そして、これまで採用活動に用いていたプラットフォームは、HubSpot社が必要とする重要な機能を十分に満たしていませんでした。その機能とは、多数のコネクタ、セキュリティ、アクセス管理、バージョン管理、そして優れたUI/UXです。同時に、非テックチームを含む組織全体のインテグレーションビルダを有効にしたり、サポートしたりすることにも苦労していました。こうした背景から、Jasper Madrone(ジャスパー・マドローン)氏は、ツールを一カ所に集約し、組織全体のコラボレーションを向上させる必要があると考えるようになりました。
解決策
- Docusign、Workday、Slack、エンタープライズコラボレーション・プラットフォームを連携させ、採用プロセスの自動化を促進
- HubSpotのAPIを活用してWorkatoのカスタムコネクタを構築し、新入社員に作業用ノートパソコンを配布
- WorkatoとHubSpotのエンタープライズコラボレーション・プラットフォームを活用し、タスクの割り当てを管理
#1 – Docusign、Workday、Slack、エンタープライズコラボレーション・プラットフォームを連携させ、採用プロセスの自動化を促進
候補者がDocusignで採用オファーに署名すると、WorkatoがバックエンドでGreenhouseに接続。Greenhouse上で、自動的にその候補者に「採用」のマークを付けます。

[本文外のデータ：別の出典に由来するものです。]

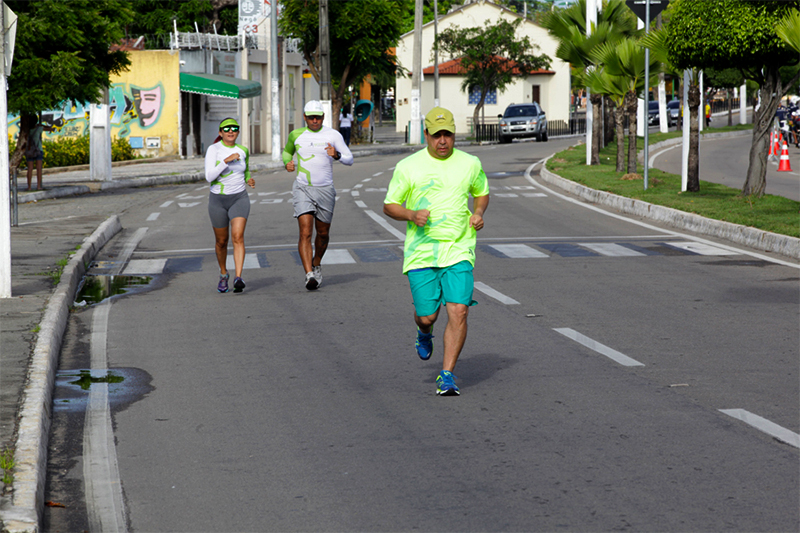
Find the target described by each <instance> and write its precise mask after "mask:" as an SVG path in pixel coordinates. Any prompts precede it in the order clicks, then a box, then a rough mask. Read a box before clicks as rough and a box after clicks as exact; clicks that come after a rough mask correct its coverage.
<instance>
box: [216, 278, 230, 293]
mask: <svg viewBox="0 0 800 533" xmlns="http://www.w3.org/2000/svg"><path fill="white" fill-rule="evenodd" d="M230 277H231V275H230V274H225V275H224V276H220V277H219V285H217V291H219V292H228V278H230Z"/></svg>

Greenhouseで「採用」のステータスが検出されると、WorkatoはGreenhouseとWorkdayを統合し、オファーレターをその候補者のプロフィールに直接アップロードします。
Workdayへのアップロードに失敗すると、Workatoはバックエンドで問題の概要や必要なリソース、関連レコードへのリンク、対応する社員などの情報を人事部または採用担当者にSlackで通知し、解決へと導きます。さらに、この情報をHubSpotのエンタープライズコラボレーション・プラットフォームと同期することで、統合エラーをすぐに視認できる仕組みを整えています。
#2 – HubSpotのAPIを活用してWorkatoのカスタムコネクタを構築し、新入社員に作業用ノートパソコンを配布
新入社員を受け入れるためのシステムとWorkatoを統合させることで、事前準備の完了した候補者がピックアップされます。その後、候補者にノートパソコンの希望発送先を聞くための自動メールが、Hubspotを介して送信されます。
自動メールを受け取った候補者が必要な情報を送信すると、Workatoはエンタープライズコラボレーション・プラットフォーム内にあるヘルプデスクチームのダッシュボードにその情報を同期します。そして、新入社員のグループ(例えば「21年入社組」など)ごとに、候補者を自動的にソートしていきます。ヘルプデスクチームは、そこからボタンをクリックするだけで、発送済みノートパソコンの追跡情報が記載されたメールを新入社員に送信できます。
#3 – WorkatoとHubSpotのエンタープライズコラボレーション・プラットフォームを活用し、タスクの割り当てを管理
HubSpot社のITチームは、Workatoを活用し、セルフサービスのヘルプデスク用アサインルールのダッシュボードを作成。バックエンドで、HubSpotのエンタープライズコラボレーション・プラットフォームにデータを紐付けしました。
このダッシュボードでは、オフィスの場所や地域ごとの設定ルールに則り、ヘルプデスクチームが特定のオンボーディングタスクをどのメンバーに割り当てるかを決定できます。また、これを自動割り当てにすることも可能です。
結果
- 社内システムのユーザビリティ評価が向上
- 手作業にかかる時間を100時間以上短縮
- 問題解決までの時間の短縮
マニュアル作業をなくし、大幅な時間短縮を実現
Workatoの導入後、HubSpot社のビジネスインパクトと投資対効果は明らかに向上しました。
社内システムのユーザビリティスコアが62ポイントから86ポイントに上昇。
採用メールの送信にかかる時間を月68時間削減。
採用メールの送信数が24通から8通に減少。コミュニケーションがより効率的に。
タスク管理に必要な時間を71時間短縮。導入後3カ月で、855件の応募に「採用」マークが自動で付くように。
統合エラーの解決にかかる時間を、平均3日から約2時間に短縮。
ヘルプデスクに代わり、1700件のタスクを自動で完了。
マドローン氏は次のように語ります。
「(Workatoによって)新入社員のオンボーディングプロセスプロセスを、より全体的に把握できるようになりました。採用にまつわるあらゆる段階において、ポジティブなフィードバックを得られてうれしく思っています。すばらしいツールのおかげで、従業員の満足度も向上しています」
現在では、新入社員のデータ属性が変更されると、自動的にSnowflakeに情報が同期されるようになっています。
一元化されたエンタープライズコラボレーション・プラットフォームでHubSpot社の採用にまつわる課題を解消し、スムーズなオンボーディングを可能にした、Workatoのソリューション。各月の雇用数や通知数、チームのタスク内容およびステータス、自動化で終了したタスクの割合といった重要なデータを見やすく表示することで、さらなる業務の効率化をサポートしています。